In the first part, we propose a technique that places 3D bounding boxes around objects in an RGB-D scene. Our approach makes best use of the 2D information to quickly reduce the search space in 3D, benefiting from state-of-the-art 2D object detection techniques. We then use the 3D information to orient, place, and score bounding boxes around objects. We independently estimate the orientation for every object, using previous techniques that utilize normal information. Object locations and sizes in 3D are learned using a multilayer perceptron (MLP).
In the second part, we propose a novel method for instance label segmentation of dense 3D voxel grids. We target volumetric scene representations, which have been acquired with depth sensors or multi-view stereo methods and which have been processed with semantic 3D reconstruction or scene completion methods.
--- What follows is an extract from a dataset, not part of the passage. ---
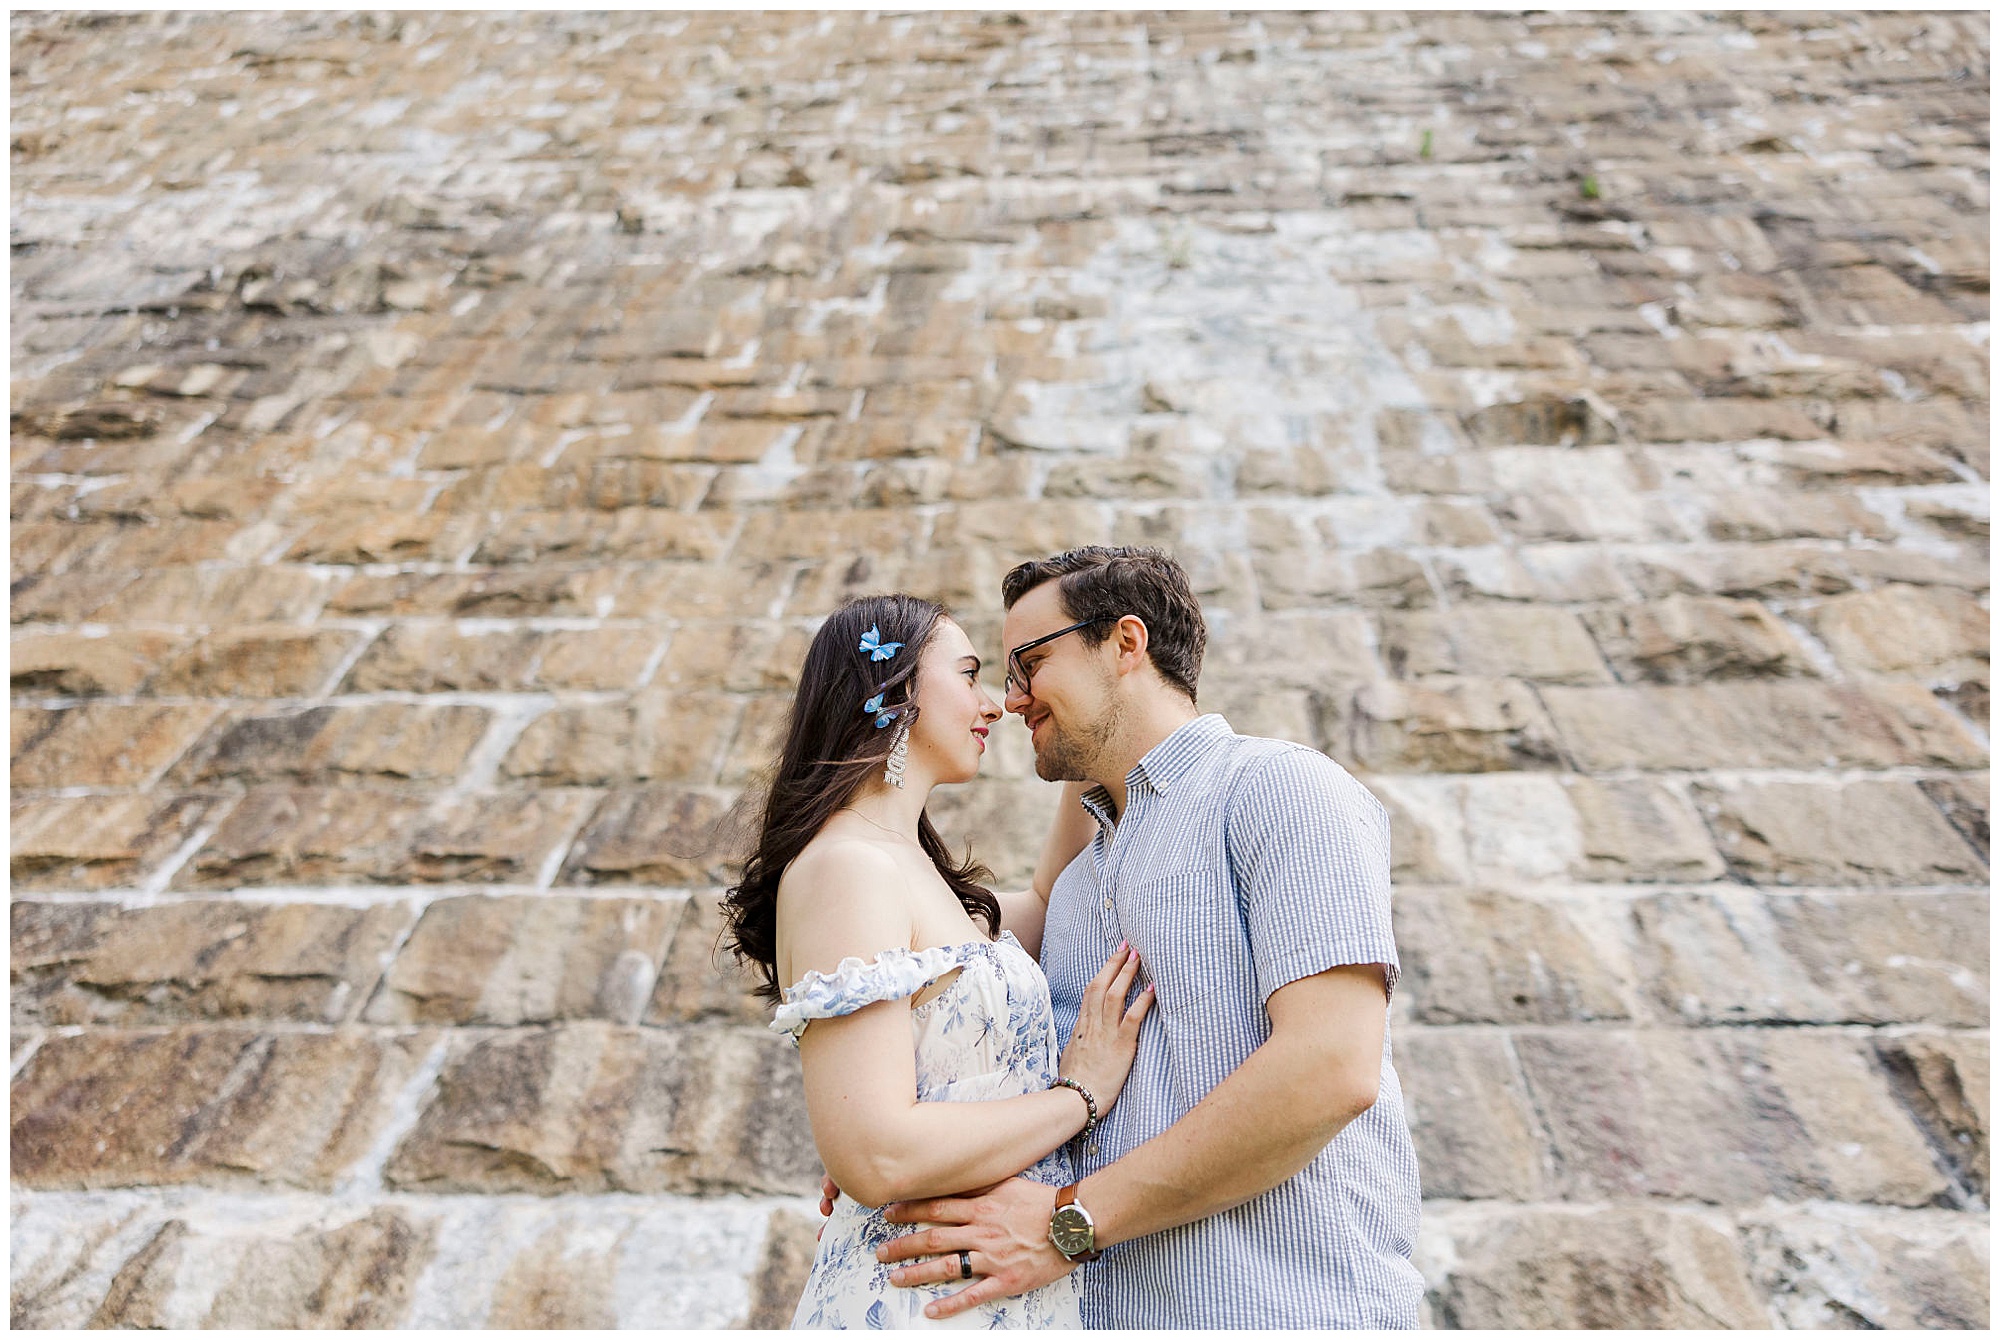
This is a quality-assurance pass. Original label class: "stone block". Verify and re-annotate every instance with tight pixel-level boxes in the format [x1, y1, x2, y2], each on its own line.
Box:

The main task is to learn shape information about individual object instances in order to accurately separate them, including connected and incompletely scanned objects. We solve the 3D instance-labeling problem with a multi-task learning strategy. The first goal is to learn an abstract feature embedding, which groups voxels with the same instance label close to each other while separating clusters with different instance labels from each other. The second goal is to learn instance information by densely estimating directional information of the instance's center of mass for each voxel. This is particularly useful to find instance boundaries in the clustering post-processing step, as well as, for scoring the segmentation quality for the first goal.
In the third part, we propose RGB-based semantic segmentation using self-supervised depth pretraining. Although well-known large-scale datasets, such as ImageNet, have driven image understanding forward, most of these datasets require extensive manual annotation and are thus not easily scalable. This limits the advancement of image understanding techniques. The impact of these large-scale datasets can be observed in almost every vision task and technique in the form of pre-training for initialization. In this work, we propose an easily scalable and self-supervised technique that can be used to pre-train any semantic RGB segmentation method. In particular, our pre-training approach makes use of automatically generated labels that can be obtained using depth sensors. These labels, denoted by HN-labels, represent different height and normal patches, which allow mining of local semantic information that is useful in the task of semantic RGB segmentation. We show how our proposed self-supervised pre-training with HN-labels can be used to replace ImageNet pre-training, while using 25x less images and without requiring any manual labeling.
Brief Biography
Jean Lahoud received his Bachelor of Engineering in Mechanical Engineering from Notre Dame University in Lebanon in 2012. In 2014, he obtained his Master of Engineering degree in the same field from American University of Beirut in Lebanon. Before joining KAUST, Jean was a product manager at Murex systems in Lebanon. He is currently a PhD candidate in Electrical Engineering at the Image and Video Understanding Lab under the supervision of Prof. Bernard Ghanem.